In particolare, la società attrice, in qualità di licenziataria esclusiva per l’Italia del marchio in questione, agiva per contraffazione di marchio e concorrenza sleale contro un’altra società, la quale aveva acquistato e commercializzato in Italia calzature recanti marchi identici a quelli attorei provenienti dal mercato fuori dello Spazio economico europeo. Si trattava in particolare di importazione dei prodotti provenienti dagli Stati Uniti.
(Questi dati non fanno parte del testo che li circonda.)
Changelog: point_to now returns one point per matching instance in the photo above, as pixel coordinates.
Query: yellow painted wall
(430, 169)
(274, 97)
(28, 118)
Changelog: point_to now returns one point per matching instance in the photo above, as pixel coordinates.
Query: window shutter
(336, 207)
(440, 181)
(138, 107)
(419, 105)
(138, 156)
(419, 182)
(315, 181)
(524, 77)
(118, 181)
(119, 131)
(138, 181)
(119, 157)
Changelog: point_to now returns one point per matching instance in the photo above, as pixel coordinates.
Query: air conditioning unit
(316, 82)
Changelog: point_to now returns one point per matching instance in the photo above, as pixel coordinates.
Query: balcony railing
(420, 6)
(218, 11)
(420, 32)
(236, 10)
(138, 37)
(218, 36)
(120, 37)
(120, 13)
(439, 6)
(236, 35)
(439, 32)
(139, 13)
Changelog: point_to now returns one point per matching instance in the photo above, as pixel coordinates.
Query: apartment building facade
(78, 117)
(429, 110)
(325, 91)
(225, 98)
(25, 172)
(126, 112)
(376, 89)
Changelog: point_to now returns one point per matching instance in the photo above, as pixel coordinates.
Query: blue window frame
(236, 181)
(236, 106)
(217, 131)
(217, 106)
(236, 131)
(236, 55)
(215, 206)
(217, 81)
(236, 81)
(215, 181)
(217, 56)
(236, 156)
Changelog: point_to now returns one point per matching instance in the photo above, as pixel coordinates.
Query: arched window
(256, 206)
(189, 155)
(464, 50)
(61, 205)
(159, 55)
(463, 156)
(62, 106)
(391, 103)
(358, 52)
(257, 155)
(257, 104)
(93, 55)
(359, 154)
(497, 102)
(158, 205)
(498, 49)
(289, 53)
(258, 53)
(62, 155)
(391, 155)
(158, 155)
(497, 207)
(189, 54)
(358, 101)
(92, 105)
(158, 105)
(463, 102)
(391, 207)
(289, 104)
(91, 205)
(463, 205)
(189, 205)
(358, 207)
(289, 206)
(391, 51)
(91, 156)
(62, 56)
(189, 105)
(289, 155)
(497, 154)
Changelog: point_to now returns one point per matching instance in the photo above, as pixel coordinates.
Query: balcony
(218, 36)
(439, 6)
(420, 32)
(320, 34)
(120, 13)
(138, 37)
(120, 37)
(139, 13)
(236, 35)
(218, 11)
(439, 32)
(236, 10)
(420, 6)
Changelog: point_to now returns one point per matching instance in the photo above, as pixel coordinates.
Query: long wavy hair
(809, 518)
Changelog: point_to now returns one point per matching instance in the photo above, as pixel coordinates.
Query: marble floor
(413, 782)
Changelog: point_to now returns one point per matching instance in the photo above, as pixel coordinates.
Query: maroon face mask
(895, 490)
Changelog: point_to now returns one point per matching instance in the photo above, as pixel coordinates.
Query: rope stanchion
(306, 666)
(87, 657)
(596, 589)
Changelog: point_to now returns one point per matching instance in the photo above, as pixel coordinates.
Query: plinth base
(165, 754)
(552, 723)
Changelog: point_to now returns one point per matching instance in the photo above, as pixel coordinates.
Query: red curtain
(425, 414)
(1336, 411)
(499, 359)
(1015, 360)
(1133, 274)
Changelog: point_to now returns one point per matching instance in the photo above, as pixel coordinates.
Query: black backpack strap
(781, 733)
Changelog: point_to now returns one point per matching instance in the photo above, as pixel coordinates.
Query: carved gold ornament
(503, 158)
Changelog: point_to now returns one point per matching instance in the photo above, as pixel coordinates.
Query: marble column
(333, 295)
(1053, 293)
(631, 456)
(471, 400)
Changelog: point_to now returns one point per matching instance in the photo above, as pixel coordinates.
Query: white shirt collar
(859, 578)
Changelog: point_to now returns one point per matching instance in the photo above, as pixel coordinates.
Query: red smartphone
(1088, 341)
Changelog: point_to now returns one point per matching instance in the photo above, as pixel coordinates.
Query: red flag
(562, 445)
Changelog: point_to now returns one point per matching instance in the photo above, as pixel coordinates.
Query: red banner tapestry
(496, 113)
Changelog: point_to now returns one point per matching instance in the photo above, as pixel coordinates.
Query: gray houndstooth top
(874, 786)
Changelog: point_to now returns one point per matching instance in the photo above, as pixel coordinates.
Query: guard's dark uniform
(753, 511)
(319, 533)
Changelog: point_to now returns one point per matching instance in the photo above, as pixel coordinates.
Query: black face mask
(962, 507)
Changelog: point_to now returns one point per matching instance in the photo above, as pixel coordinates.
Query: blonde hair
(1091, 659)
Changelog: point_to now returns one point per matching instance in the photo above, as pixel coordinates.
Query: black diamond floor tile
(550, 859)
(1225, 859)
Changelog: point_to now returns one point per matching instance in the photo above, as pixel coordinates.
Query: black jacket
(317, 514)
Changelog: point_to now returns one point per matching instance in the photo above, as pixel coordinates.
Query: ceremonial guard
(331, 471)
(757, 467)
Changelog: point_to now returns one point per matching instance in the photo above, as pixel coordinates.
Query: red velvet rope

La convenuta sosteneva a propria difesa che, in seguito all’acquisto dei prodotti da altro soggetto, il diritto di marchio si fosse esaurito, con conseguente assenza di contraffazione. Il Tribunale ha tuttavia precisato che il principio dell’esaurimento opera con riferimento esclusivo alle importazioni parallele intra-comunitarie e non trovi pertanto applicazione per analogia in relazione alle importazioni extra-SEE che, pertanto, rimangono in ogni caso illecite.

Inoltre, nel caso di specie, il Tribunale ha riconosciuto come l’accertata attività di contraffazione in questione integra anche condotte di concorrenza sleale sia sotto il profilo della confusione generata tra i prodotti offerti in vendita dalla convenuta e quelli dell’attrice, in violazione pertanto del disposto dell’art. 2598, n. 1, c.c. (sul punto, infatti, il Tribunale ha ritenuto che il pubblico sarà indotto a ritenere che le calzature contraffatte, oltre che originali, siano legittimamente commercializzate in Italia), che sotto il profilo dell’agganciamento dell’attività della convenuta con quella dell’attrice, in violazione dell’art. 2598, n. 2, c.c. nonché in violazione dei principi di correttezza professionale, ex art. 2598, comma 3, c.c..

Questo perchè attraverso l’offerta in commercio di calzature contraffatte, riproducenti il segno azionato dall’attrice ed identiche nelle forme, nelle linee e nei colori ai prodotti originali, la convenuta ha, secondo il Tribunale, voluto approfittare dell’accreditamento sul mercato e delle potenzialità attrattive del prodotto oggetto di causa, senza però sostenerne i costi e riducendo pertanto al minimo il proprio rischio imprenditoriale.